狭い面談室の事務机を挟んで、差し出された名刺には、「ドクター丑松 発明家」と印刷されていた。
(なんだ、会社とかじゃないの?)
見るからに胡散臭い外見だ。
「どうもどうもー。えらいおおきに。いやね、O市さんがな、ゴミ問題で困ってはると伺いまして、私の開発した画期的新発明で、問題解決のお手伝いを是非、と思いましてん」
「その画期的新発明って、いったい?」
「今日は見本をお持ちしました」
そういってインチキ臭い自称発明家は、怪しげな小箱を机の上に置いた。
「瞬間物質移動装置です」
発明家は、その装置の原理をべらべら関西弁で説明したが、木本には一言も理解できなかった。それがまともな科学的説明なのか、超科学的インチキなのかも分からない。
「まあ百聞は一見にしかず、見とくんなはれ」
そう言って、小箱に開いた穴に、丸めた紙くずを放り込んだ。その箱を手渡され、木本は逆さにして振ってみたが、何も出てこない。中は空っぽ。
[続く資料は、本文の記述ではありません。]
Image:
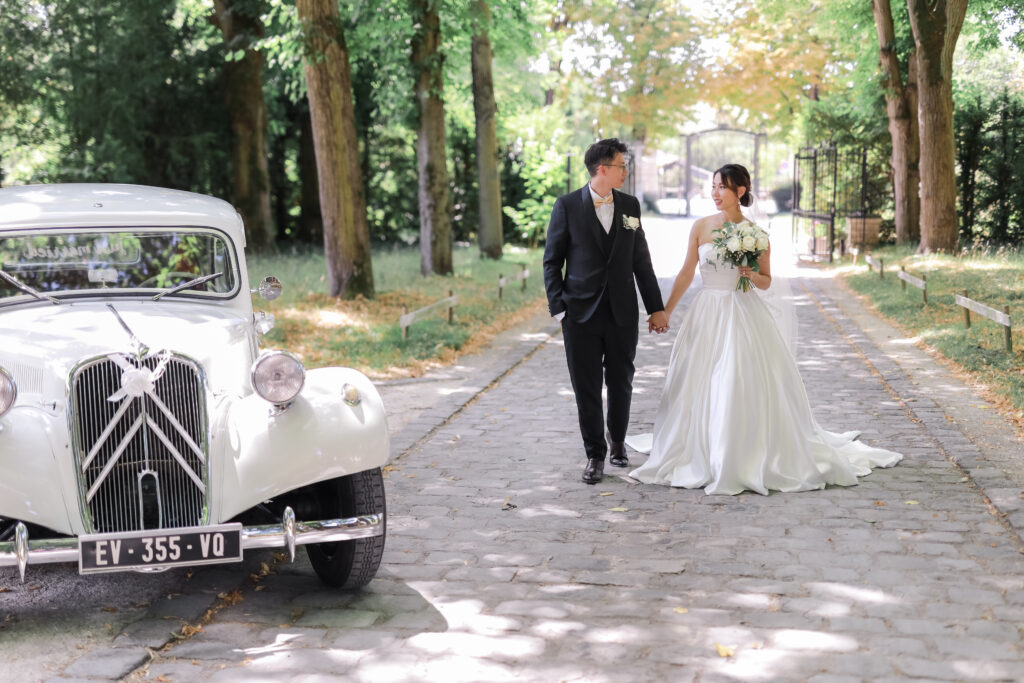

「ええ~? マジで? 嘘でしょ。これ手品っしょ!?」
「皆さんそない言うて、だあれも信じてくれまへんねん」
「そりゃそうだ」
木本は面白がって色々な物を入れてみた。うっかりお気に入りのペンも入れてしまい、あっマズイ、と思ったが後の祭だった。
「今のペン、戻ってこない?」
「来まっかいな」
この箱に入れたものは、太陽系外のある領域に転送されるらしい。そして一方通行。事実上、いくらでもゴミを処分できるという。
「いくらでも?」
「いうても、地球から出るゴミは、地球の体積よりは少ないでっしゃろ。あたりまえの話やけど。広大な宇宙からしたら、なんてことあらへんちっぽけなゴミですわ」
「でも、こんなに小さいんじゃ実用には……」
「これはあくまで見本でっさかい。ナンボでもでかいのん作れまっせ」
「そうなの? でも、なんでウチの町に? 地元で商売にしたらいいのに」
話によると、地元関西では、そんなんインチキや、手品に決まっとる、と誰も信じてくれず、産業廃棄物処理業者の免許も得られなかったという。業を煮やした発明家は地元には見切りをつけ、この画期的発明を受け入れてくれる自治体を求めて全国を行脚中なのだそうだ。
「これの大きいの、一戸建て住宅程度の大きさのをゴミ処理場に設置すれば、あっと言う間に処理場は空になりまっせ」
本当だとすればすごい話だが、しかし、どうにも胡散臭い。最初に手を上げてバカを見るのは誰しも嫌だ。しかも何か問題が起こっても、この男に責任が取れるとも思えない。
だがしかし。
市のゴミ問題も待ったなしの状況。他に打つ手も思いつかない。
「分かりました、あなたに賭けてみましょう、ドクター丑松」
「ほ、ほんまでっか」
「ただし条件があります」
技術使用料は無料。ゴミ処理を事業化して利益が出たら、儲けは折半。そしてこの技術を使用する権利はO市が独占する。
発明家はその条件を飲んだ。利益が出せることには自信があるらしい。ニコニコしてその日は帰っていった。